Monday, January 20, 2014

Virginia Andrews's Shocking Success

(from theguardian.com
by Alison Flood)


Anybody else? … Actor Heather Graham at a press conference for the 2014 TV film of Flowers in the Attic. Photograph: Lucy Nicholson/Reuters


Did anyone else out there have a Virginia Andrews moment in their impressionable youth? This intriguing Buzzfeed interview with the late author's family and her ghost writer Andrew Neiderman, who has been writing Andrews novels since she died in 1986, brought my early teenage years rushing back.

The interview is fascinating, particularly the details about the queen of gothic romance herself: usually confined to a wheelchair by "crippling spine, hip, leg, and neck problems", Andrews would type standing up at a chest-high desk, according to her editor. "She would be at that desk sometimes 10 to 12 hours writing. She once showed me the soles of her shoes where they were worn through and the bones were protruding on the bottom of her feet."

She was also, according to the editor, the figure of the teenage girl who inhabits all her stories. "She was that teenager. If you think about her emotional life and her experiences and independence – [of] which there was none – her life kind of stopped when she was about 14 or 15."

Remarkably, her death appears to have gone largely unnoticed by her army of fans, with Neiderman quietly taking on writing the novels – a massive 68, he says, at latest count. But most of all, the piece spooked me by taking me back to my early teens and the frankly rather suspect taste in books I had at the time.

I first came to Andrews via the bonkers and creepy My Sweet Audrina. "How did she die? Who was Audrina and who did she have to become? What was the secret that everyone knew? Everyone except sweet Audrina … " I was too young to comprehend the "secret" which traumatised Audrina – it's horrible; read the link above if you want to know – but was happily terrified by this gothic story.

My Sweet Audrina was being passed around at school, along with Flowers in the Attic (even if you haven't read it, you'll have heard of this one: children are locked in an attic, brother and sister incest ensues). I'd never read anything like them, and was briefly hooked. I read the rest of the Dollanganger books, charting the escape of brother and sister Chris and Cathy and their continuing relationship.
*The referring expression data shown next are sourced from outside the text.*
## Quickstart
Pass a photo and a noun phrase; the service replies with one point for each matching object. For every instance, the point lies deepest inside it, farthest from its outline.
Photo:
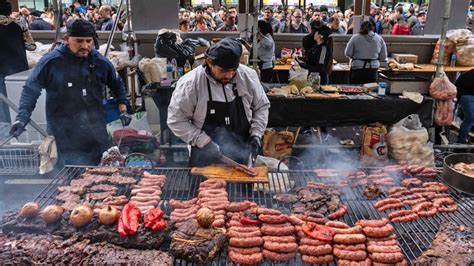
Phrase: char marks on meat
(68, 197)
(102, 188)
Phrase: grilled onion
(81, 215)
(108, 215)
(29, 210)
(52, 213)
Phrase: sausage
(357, 255)
(307, 218)
(267, 211)
(214, 207)
(182, 204)
(244, 259)
(350, 247)
(218, 223)
(414, 201)
(145, 203)
(396, 189)
(317, 259)
(339, 213)
(245, 242)
(450, 208)
(278, 230)
(273, 219)
(406, 218)
(443, 201)
(238, 206)
(391, 206)
(278, 256)
(282, 239)
(395, 214)
(366, 262)
(391, 242)
(411, 182)
(233, 233)
(146, 190)
(280, 247)
(386, 201)
(349, 239)
(244, 228)
(295, 220)
(337, 224)
(312, 242)
(181, 219)
(383, 249)
(387, 257)
(245, 251)
(383, 231)
(351, 230)
(315, 250)
(390, 237)
(373, 223)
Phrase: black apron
(365, 74)
(227, 125)
(80, 128)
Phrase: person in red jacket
(401, 27)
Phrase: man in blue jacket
(75, 77)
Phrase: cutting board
(230, 174)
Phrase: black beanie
(225, 53)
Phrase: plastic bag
(299, 77)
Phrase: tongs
(239, 167)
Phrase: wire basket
(19, 161)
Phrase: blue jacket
(75, 90)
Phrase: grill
(19, 161)
(414, 237)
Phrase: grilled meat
(453, 245)
(99, 195)
(102, 187)
(73, 189)
(107, 170)
(68, 197)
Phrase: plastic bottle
(453, 60)
(187, 67)
(169, 71)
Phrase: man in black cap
(220, 108)
(75, 77)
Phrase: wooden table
(424, 68)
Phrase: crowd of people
(295, 20)
(102, 17)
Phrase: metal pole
(112, 33)
(444, 28)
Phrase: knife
(237, 165)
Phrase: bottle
(169, 71)
(382, 89)
(453, 60)
(187, 67)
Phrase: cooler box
(396, 85)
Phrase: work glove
(17, 128)
(125, 118)
(213, 151)
(255, 147)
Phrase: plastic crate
(19, 161)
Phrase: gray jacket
(188, 106)
(365, 47)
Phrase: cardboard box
(405, 58)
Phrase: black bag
(166, 46)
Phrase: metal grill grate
(414, 237)
(19, 161)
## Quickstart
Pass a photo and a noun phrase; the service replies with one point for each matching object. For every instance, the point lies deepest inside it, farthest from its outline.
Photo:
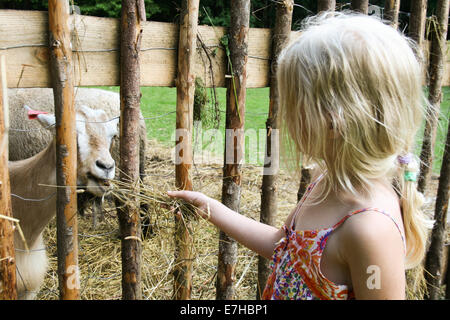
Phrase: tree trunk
(436, 71)
(185, 104)
(326, 5)
(417, 21)
(66, 148)
(433, 261)
(280, 39)
(360, 6)
(234, 140)
(133, 13)
(391, 9)
(8, 290)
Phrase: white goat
(26, 138)
(31, 178)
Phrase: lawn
(158, 107)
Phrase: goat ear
(46, 120)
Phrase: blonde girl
(351, 103)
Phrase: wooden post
(436, 72)
(305, 180)
(326, 5)
(8, 290)
(234, 139)
(280, 39)
(360, 6)
(447, 274)
(391, 10)
(133, 13)
(418, 15)
(433, 260)
(184, 123)
(66, 148)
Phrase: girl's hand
(197, 199)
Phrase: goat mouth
(102, 183)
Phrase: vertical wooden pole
(433, 260)
(133, 13)
(417, 18)
(391, 10)
(305, 180)
(234, 141)
(8, 290)
(438, 52)
(184, 123)
(66, 148)
(326, 5)
(447, 274)
(360, 6)
(280, 39)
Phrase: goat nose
(104, 166)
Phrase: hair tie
(406, 159)
(410, 176)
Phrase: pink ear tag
(32, 114)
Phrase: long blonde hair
(351, 102)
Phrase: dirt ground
(99, 247)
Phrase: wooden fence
(24, 36)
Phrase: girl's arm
(373, 250)
(258, 237)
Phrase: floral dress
(296, 273)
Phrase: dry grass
(99, 248)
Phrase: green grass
(159, 104)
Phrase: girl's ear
(332, 131)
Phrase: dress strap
(302, 200)
(372, 209)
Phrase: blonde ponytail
(415, 222)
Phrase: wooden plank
(96, 41)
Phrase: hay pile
(99, 248)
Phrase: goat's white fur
(31, 178)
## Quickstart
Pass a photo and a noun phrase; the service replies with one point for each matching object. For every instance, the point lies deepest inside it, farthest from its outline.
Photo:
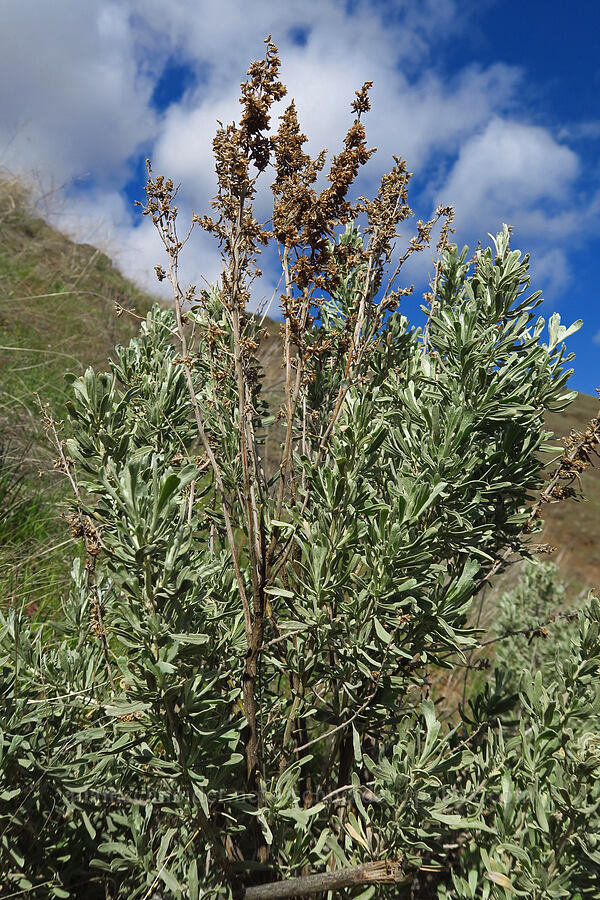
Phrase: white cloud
(81, 103)
(77, 103)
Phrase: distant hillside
(57, 314)
(574, 527)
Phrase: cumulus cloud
(81, 111)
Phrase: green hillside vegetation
(58, 313)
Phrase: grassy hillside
(574, 527)
(57, 314)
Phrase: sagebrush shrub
(238, 689)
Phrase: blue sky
(493, 103)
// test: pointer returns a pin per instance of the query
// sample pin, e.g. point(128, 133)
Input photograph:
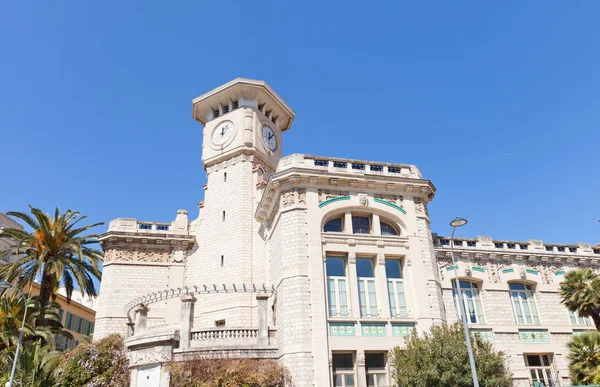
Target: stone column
point(361, 370)
point(352, 291)
point(130, 329)
point(263, 319)
point(141, 317)
point(187, 318)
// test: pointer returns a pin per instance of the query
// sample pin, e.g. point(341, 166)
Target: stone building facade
point(322, 263)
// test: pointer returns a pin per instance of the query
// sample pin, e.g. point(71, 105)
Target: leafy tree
point(11, 316)
point(210, 372)
point(56, 250)
point(584, 358)
point(580, 292)
point(35, 366)
point(440, 359)
point(102, 363)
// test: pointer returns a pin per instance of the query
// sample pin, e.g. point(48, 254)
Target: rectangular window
point(393, 272)
point(336, 286)
point(576, 319)
point(343, 369)
point(471, 300)
point(376, 370)
point(360, 225)
point(523, 304)
point(541, 370)
point(366, 287)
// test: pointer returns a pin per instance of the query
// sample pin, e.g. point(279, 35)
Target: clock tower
point(243, 123)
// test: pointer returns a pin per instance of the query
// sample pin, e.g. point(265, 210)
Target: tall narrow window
point(360, 225)
point(387, 229)
point(541, 370)
point(334, 225)
point(523, 304)
point(376, 371)
point(393, 272)
point(471, 300)
point(336, 286)
point(366, 287)
point(576, 319)
point(343, 369)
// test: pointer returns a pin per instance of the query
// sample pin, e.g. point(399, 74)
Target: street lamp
point(8, 285)
point(458, 222)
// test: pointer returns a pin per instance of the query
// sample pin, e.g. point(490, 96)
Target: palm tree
point(56, 251)
point(35, 366)
point(11, 317)
point(580, 292)
point(584, 357)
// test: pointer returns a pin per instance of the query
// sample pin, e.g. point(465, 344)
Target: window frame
point(367, 291)
point(369, 218)
point(340, 217)
point(528, 290)
point(337, 286)
point(389, 224)
point(335, 371)
point(476, 300)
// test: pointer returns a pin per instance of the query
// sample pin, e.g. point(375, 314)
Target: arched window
point(387, 229)
point(334, 225)
point(523, 302)
point(470, 298)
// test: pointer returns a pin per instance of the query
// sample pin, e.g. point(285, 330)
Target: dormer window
point(334, 225)
point(387, 229)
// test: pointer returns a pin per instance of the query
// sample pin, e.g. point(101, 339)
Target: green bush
point(102, 363)
point(205, 372)
point(440, 359)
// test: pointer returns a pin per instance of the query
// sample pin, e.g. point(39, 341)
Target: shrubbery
point(102, 363)
point(207, 372)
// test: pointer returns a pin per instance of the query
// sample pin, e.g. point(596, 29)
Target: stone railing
point(218, 334)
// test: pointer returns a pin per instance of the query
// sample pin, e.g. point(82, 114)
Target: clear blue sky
point(497, 103)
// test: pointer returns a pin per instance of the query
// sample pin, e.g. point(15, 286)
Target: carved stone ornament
point(154, 355)
point(363, 200)
point(326, 195)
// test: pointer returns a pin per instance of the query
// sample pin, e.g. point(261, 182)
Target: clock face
point(269, 138)
point(223, 133)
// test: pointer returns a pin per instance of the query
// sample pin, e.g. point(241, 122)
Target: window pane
point(392, 268)
point(335, 267)
point(374, 360)
point(517, 287)
point(360, 225)
point(364, 267)
point(387, 229)
point(342, 360)
point(334, 225)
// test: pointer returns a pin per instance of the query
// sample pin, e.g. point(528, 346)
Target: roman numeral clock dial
point(223, 133)
point(269, 138)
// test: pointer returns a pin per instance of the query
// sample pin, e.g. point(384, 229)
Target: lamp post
point(458, 222)
point(8, 285)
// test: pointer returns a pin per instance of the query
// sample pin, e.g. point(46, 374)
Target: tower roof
point(244, 90)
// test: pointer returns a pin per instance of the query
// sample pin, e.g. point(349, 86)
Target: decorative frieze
point(341, 329)
point(372, 329)
point(403, 330)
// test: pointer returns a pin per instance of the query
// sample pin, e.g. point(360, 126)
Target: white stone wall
point(231, 238)
point(122, 283)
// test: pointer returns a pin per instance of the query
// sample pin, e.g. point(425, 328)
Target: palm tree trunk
point(596, 318)
point(45, 292)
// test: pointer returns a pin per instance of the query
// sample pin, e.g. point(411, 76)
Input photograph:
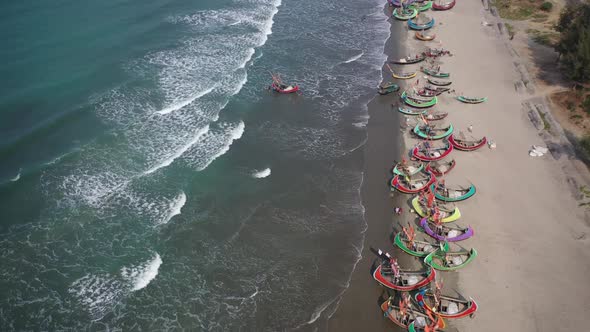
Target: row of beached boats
point(416, 299)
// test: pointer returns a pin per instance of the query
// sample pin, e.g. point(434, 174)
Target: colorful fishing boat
point(429, 132)
point(404, 76)
point(445, 213)
point(440, 168)
point(427, 151)
point(412, 24)
point(443, 260)
point(472, 100)
point(404, 14)
point(446, 306)
point(434, 73)
point(412, 184)
point(410, 59)
point(408, 169)
point(387, 88)
point(414, 102)
point(444, 232)
point(409, 111)
point(467, 145)
point(436, 116)
point(438, 82)
point(415, 247)
point(421, 6)
point(443, 5)
point(441, 192)
point(421, 35)
point(389, 274)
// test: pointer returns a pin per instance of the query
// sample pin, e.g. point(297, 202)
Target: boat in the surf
point(421, 6)
point(438, 82)
point(430, 151)
point(443, 5)
point(410, 59)
point(472, 100)
point(442, 212)
point(436, 116)
point(404, 75)
point(431, 132)
point(387, 88)
point(445, 232)
point(406, 241)
point(450, 307)
point(421, 24)
point(423, 36)
point(467, 145)
point(409, 111)
point(412, 184)
point(443, 260)
point(434, 73)
point(403, 315)
point(457, 194)
point(404, 14)
point(417, 102)
point(390, 275)
point(280, 87)
point(405, 168)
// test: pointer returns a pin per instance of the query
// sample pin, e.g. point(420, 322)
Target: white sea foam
point(175, 207)
point(261, 174)
point(141, 276)
point(354, 58)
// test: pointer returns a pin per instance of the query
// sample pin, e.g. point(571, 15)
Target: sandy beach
point(531, 235)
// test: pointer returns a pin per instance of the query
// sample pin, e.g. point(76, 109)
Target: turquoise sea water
point(149, 180)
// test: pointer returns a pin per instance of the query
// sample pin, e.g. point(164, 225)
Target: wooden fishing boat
point(445, 213)
point(427, 151)
point(421, 26)
point(408, 169)
point(446, 232)
point(404, 14)
point(421, 6)
point(415, 102)
point(402, 280)
point(466, 145)
point(440, 168)
point(438, 82)
point(414, 184)
point(436, 116)
point(434, 73)
point(450, 261)
point(440, 5)
point(387, 88)
point(404, 318)
point(472, 100)
point(409, 111)
point(448, 306)
point(415, 247)
point(404, 76)
point(428, 132)
point(445, 194)
point(409, 59)
point(420, 35)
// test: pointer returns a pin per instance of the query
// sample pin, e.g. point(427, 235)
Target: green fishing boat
point(434, 73)
point(427, 132)
point(450, 261)
point(419, 248)
point(469, 100)
point(405, 14)
point(418, 104)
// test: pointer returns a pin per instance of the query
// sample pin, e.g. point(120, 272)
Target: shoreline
point(522, 204)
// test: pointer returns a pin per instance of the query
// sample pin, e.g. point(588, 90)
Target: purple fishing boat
point(449, 234)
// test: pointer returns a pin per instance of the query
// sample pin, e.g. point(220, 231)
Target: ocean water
point(150, 181)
As the Buzzfeed journalist puts it, "that you end up rooting in subsequent books for Cathy and Chris as a couple was simply mind-blowing".

Then I forgot about her, until today. I am astonished how many Andrews books are out there, mostly written by Neiderman. I am not sure whether to be disturbed or amused by her author description on Wikipedia: "Andrews' novels combine Gothic horror and family saga, revolving around family secrets and forbidden love (frequently involving themes of consensual incest, most often between siblings)." Consensual incest: what a niche!

Most of all, though, I'm kind of dying to see the new Flowers in the Attic TV film starring Heather Graham as the evil mother - and to hear from those of you who also have a shameful Andrews reading habit in your past. It can't only have been me: Flowers in the Attic sold three million copies in its first year on sale, after all. So show yourselves, and perhaps we can pick over why, exactly, we kept on reading these bizarre, badly-written, ridiculous stories. But then, as even her editor admits: "She had a particular style. You wouldn't call it a good style, but it was a style."